The government of Montserrat has tabled legislation to criminalise internet abuse.

An amendment to the territory’s penal code will slap heavy penalties for a range of listed offences from cyberbullying, so-called revenge porn, defamation, hacking, sharing of malicious content, and fake profiles.

Proposed fines include jail terms up to 20 years and fines of $EC750,000.

The government says the intention is not to curtail freedom of speech but to ensure that safeguards are put in place.



The issue of online abuse is also occupying the attention of legislators in Jersey, a UK Crown Dependency in the Channel Islands.

In one recent case, a Deputy in the government was sent a Facebook message saying ‘please die of Covid’.

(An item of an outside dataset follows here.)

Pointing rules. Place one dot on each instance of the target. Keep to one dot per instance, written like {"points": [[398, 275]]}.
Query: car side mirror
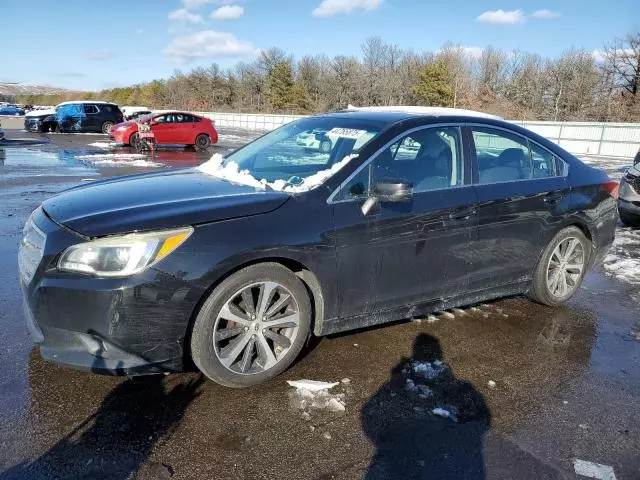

Incidents of other online abuse directed at the local officials have resulted in calls for steps to be put in place to curb such behaviour with the Jersey Attorney General being criticised for failing to take action in the face of ‘overtly threatening’ messages.

But a spokesman for the Law Officers Department has stated that the issue did not amount to a criminal offence.

A Senator in the Jersey Legislative Assembly said he’ll be writing to the Attorney General “to tell him that his refusal to deal with cases like this is basically a green light for these people to continue to behave in this way.”